Colorful squares spread across the surface, sketching out seemingly innocent boundaries. Separation and union meet only along a trembling thread, where every opposite is caught in the other, holding on without knowing to which side they will roll over.

At moments, a faint scent of soil drifts through—like the quiet promise before a thunder. Much like a rainbow waiting for rain to appear, this earthy breath carries a whisper of renewal, and the dizzy anticipation of something just about to happen.

Layers of color pile up, not to hide but to play, inventing their own unruly game. The darkness and depth that emerge feel less like gloom than the reckless impatience of something young and curious, a childlike urge to topple the rules and tip the balance.

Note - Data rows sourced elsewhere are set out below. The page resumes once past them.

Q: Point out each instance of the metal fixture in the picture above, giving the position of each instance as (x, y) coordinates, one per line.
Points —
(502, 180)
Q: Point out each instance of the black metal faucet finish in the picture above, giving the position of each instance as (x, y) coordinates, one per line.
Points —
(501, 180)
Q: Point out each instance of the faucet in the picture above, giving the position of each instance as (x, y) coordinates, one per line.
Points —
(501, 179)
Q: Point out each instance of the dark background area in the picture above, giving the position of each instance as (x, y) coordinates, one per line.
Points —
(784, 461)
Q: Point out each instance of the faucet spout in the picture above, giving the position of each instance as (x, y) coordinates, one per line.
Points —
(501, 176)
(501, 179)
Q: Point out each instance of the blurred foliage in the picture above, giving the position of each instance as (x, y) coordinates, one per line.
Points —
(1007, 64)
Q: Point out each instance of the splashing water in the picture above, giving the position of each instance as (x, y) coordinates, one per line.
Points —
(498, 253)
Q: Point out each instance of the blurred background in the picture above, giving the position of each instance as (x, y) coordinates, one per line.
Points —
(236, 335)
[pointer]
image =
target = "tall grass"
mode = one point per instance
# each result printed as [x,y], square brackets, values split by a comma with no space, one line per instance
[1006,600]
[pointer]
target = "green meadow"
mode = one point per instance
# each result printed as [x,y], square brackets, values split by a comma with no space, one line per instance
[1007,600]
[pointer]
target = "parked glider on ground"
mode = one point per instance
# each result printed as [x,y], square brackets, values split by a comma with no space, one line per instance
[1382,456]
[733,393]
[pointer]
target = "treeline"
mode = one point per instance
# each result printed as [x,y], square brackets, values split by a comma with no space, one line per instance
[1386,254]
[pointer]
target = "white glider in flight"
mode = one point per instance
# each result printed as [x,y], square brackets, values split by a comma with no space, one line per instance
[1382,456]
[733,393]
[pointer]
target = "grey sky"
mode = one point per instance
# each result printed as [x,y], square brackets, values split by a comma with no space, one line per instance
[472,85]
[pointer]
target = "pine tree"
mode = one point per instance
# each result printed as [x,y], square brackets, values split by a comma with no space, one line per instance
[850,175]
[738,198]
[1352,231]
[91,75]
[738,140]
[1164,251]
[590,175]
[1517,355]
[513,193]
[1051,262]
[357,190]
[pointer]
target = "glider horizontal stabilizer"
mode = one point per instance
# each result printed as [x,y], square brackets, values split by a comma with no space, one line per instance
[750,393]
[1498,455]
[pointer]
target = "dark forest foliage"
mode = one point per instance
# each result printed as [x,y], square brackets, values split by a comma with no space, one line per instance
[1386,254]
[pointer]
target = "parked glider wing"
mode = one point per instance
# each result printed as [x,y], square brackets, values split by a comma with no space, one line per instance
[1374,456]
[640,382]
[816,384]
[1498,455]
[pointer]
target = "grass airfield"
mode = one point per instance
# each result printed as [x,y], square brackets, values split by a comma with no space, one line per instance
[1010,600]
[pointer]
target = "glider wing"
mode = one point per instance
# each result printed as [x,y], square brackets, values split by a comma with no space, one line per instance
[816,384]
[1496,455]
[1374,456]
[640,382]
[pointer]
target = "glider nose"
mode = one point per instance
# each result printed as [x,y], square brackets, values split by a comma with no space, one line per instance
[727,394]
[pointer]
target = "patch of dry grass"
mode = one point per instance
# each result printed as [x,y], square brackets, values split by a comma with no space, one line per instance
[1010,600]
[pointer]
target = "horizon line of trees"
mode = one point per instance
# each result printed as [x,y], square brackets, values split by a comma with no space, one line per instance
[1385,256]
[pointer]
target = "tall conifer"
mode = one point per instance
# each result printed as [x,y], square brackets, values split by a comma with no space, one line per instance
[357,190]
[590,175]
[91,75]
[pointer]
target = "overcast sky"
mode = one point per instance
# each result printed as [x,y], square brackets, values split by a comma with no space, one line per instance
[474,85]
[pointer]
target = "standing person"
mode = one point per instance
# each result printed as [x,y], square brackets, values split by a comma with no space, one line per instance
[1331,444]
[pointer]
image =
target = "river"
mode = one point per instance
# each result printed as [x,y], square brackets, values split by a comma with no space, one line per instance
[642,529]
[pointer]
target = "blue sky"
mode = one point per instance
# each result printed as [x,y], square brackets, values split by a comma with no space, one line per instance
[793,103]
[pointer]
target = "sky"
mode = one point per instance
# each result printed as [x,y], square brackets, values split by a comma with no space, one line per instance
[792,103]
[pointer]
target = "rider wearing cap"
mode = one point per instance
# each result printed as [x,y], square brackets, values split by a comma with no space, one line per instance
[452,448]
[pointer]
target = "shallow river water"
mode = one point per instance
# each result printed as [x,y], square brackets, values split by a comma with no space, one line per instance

Mountains Got Me Tipsy Last Night follows a multi-layered dialogue built through stories. Like pieces of a forgotten puzzle, each element sways between togetherness and rupture. Forms drift in space like gestures caught mid-motion, but when they gather, they turn into abstract hieroglyphs—a language of glances and murmurs that needs no words to describe. Teetering between expansion and collapse, these images are swollen yet weightless, like a breath about to be released, or a mountain’s echo after a night of secret laughter.

Born from an endless conversation with nature, these imagined landscapes let the visible and the unseen, the hidden and the bold, share the same stage. Light and shadow, presence and emptiness dance in constant flux—refusing stillness, never complete, always a little tipsy.

Mısra Balkan (b. 1999) completed her undergraduate education in Painting and Printmaking at the Glasgow School of Art in 2023. She is a visual artist based between Istanbul and Brighton, working across painting, drawing, and sculpture to explore the fragile interplay between individual experience and collective structures. Her practice creates vivid, layered compositions where tension and harmony coexist.

The rupture between personal narratives and social systems runs through her work. Small orders that seem coherent on their own begin to crack and shift when confronted with larger frameworks. Encounters often result in collision rather than calm—voices overlap, colors compete—yet this tension forms not chaos, but a complex and captivating whole.

Balkan’s first solo exhibition opens on 24 October 2025 at Büyükdere35 in Istanbul. Since graduating from the Glasgow School of Art in 2023 with a BA in Painting and Printmaking, she has taken part in international residencies, and has exhibited in shows such as Together (Istanbul Artweeks), The Weird & The Eerie (New Glasgow Society), the Glasgow Art Club Winter Graduate Exhibition, İstikrarlı Hayaller (Meteor Gallery, Bursa), Phoebus Cartel (SaltSpace, Glasgow), and ENYA – Flos Collective Debut Exhibition (Glasgow).